La théologie entre poème et raison

La plupart des textes bibliques sont des poèmes ; la plupart des textes des grands théologiens ne sont pas des poèmes. A la puissance d’évocation des poèmes bibliques, les théologies chrétiennes ont souvent préféré l’usage de la raison, souvent issue de la philosophie. Aristote et Platon sont parfois plus utiles que la variété biblique pour comprendre l’histoire des dogmes. Et cela même chez les protestants qui invoquent le principe refondateur de « l’Écriture seule » ! Faut-il s’en plaindre ? Oui et non. La théologie se distingue du texte biblique en ceci qu’elle propose des interprétations de Dieu, du Christ, de la foi. Le texte biblique est sans doute plus proche de l’expérience que de l’abstraction, même si chacun des livres de cette vaste bibliothèque contient sa propre cohérence théologique. Est-ce alors le passage d’une culture hébraïque à une culture gréco-romaine qui a modifié nos expressions de foi ? Sans doute, c’est là l’une des clefs historiques. La culture hébraïque procède par évocations et par symboles, la philosophie grecque par usage de la raison et par la compréhension d’un univers « organisé ». Une place pour chaque chose et chaque chose à sa place… Mais alors, en épousant le langage des philosophes, le christianisme a-t-il perdu une partie de sa remise en cause des ordres établis ?

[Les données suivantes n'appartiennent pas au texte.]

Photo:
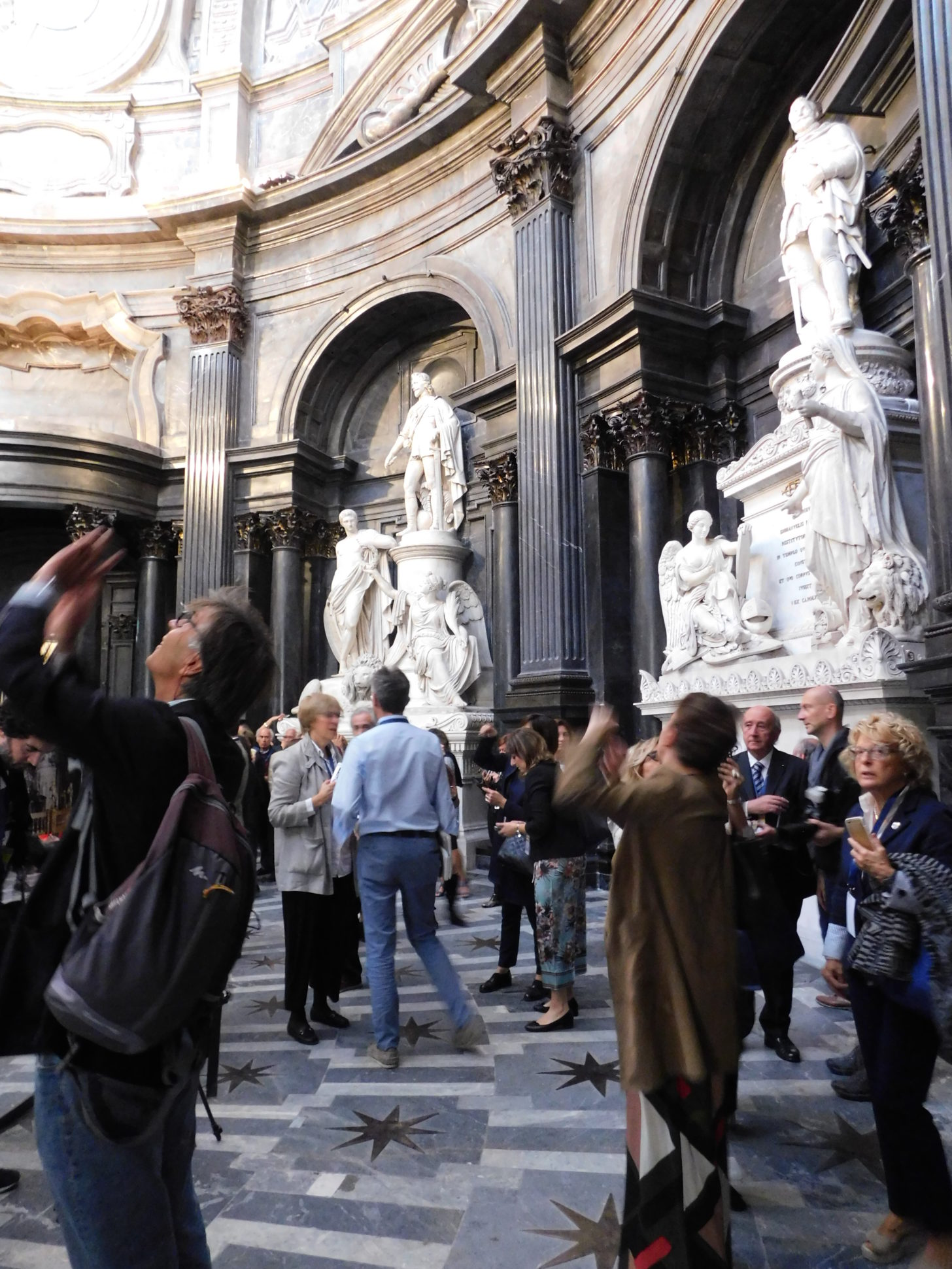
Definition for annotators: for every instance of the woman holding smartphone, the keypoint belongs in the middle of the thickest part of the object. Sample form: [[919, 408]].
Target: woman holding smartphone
[[898, 856]]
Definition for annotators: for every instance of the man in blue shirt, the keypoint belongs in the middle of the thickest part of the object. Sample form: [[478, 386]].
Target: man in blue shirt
[[392, 782]]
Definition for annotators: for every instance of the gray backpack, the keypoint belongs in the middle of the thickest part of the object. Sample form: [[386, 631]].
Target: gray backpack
[[156, 953]]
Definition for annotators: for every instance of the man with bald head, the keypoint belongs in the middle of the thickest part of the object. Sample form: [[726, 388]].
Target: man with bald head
[[774, 796]]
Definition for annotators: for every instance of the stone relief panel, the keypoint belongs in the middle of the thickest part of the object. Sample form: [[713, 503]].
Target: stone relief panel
[[75, 46], [55, 152]]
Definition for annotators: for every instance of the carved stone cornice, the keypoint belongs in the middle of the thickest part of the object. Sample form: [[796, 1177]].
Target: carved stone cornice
[[500, 476], [250, 533], [322, 538], [286, 528], [158, 541], [683, 431], [899, 209], [214, 314], [534, 165], [84, 519]]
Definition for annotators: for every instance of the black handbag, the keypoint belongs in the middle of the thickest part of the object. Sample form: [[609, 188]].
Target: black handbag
[[515, 853]]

On peut décrire de manière philosophique, psychologique, et même biologique, les mécanismes de l’amour. Mais rien ne remplacera les millions de vers sortis de l’imagination des poètes. Faut-il pour autant renoncer à l’exercice de notre raison lorsque l’on aborde la question théologique ? Il me semble qu’il existe une voie de réconciliation de la raison et de la poésie, du discours et de l’expérience. Chaque sujet génère ses propres langages. Parler du monde et de l’homme nécessite l’usage de la raison et de l’observation. Parler de Dieu nécessite l’usage du symbole et de la contemplation. Comprendre le monde est une recherche personnelle toujours inachevée, et pourtant fondamentale : que serait notre société si elle était composée de perroquets imbéciles répétant les dogmes prétendument éternels ? Mais lorsqu’on approche de la question du fondement de toute chose, de la question de la transcendance, le langage se fait humble. L’être humain entre alors dans un défi étrange : traduire avec des mots intelligibles ce qui le dépasse. Son langage s’approche alors de celui des poètes, cherchant et tâtonnant au milieu des mots, sans que ceux-ci ne prétendent enfermer Dieu. On ne décrit pas Dieu, on l’évoque.

Lorsque je dis « Jésus est le fils de Dieu », est-ce « raisonnable » ou « poétique » ? Cela est raisonnable dans la mesure où cela me dit quelque chose de la compréhension anthropologique. En même temps, cela est un poème qui ouvre le champ des interprétations sur Dieu et le Christ, qui contient une puissance d’évocation qui renvoie à chacune de nos expériences de foi et de nos recherches de sens. Nous pouvons alors entrer dans un dialogue, dans un « conflit des interprétations ». La théologie devient alors ouverture, occasion de débats et de rencontres.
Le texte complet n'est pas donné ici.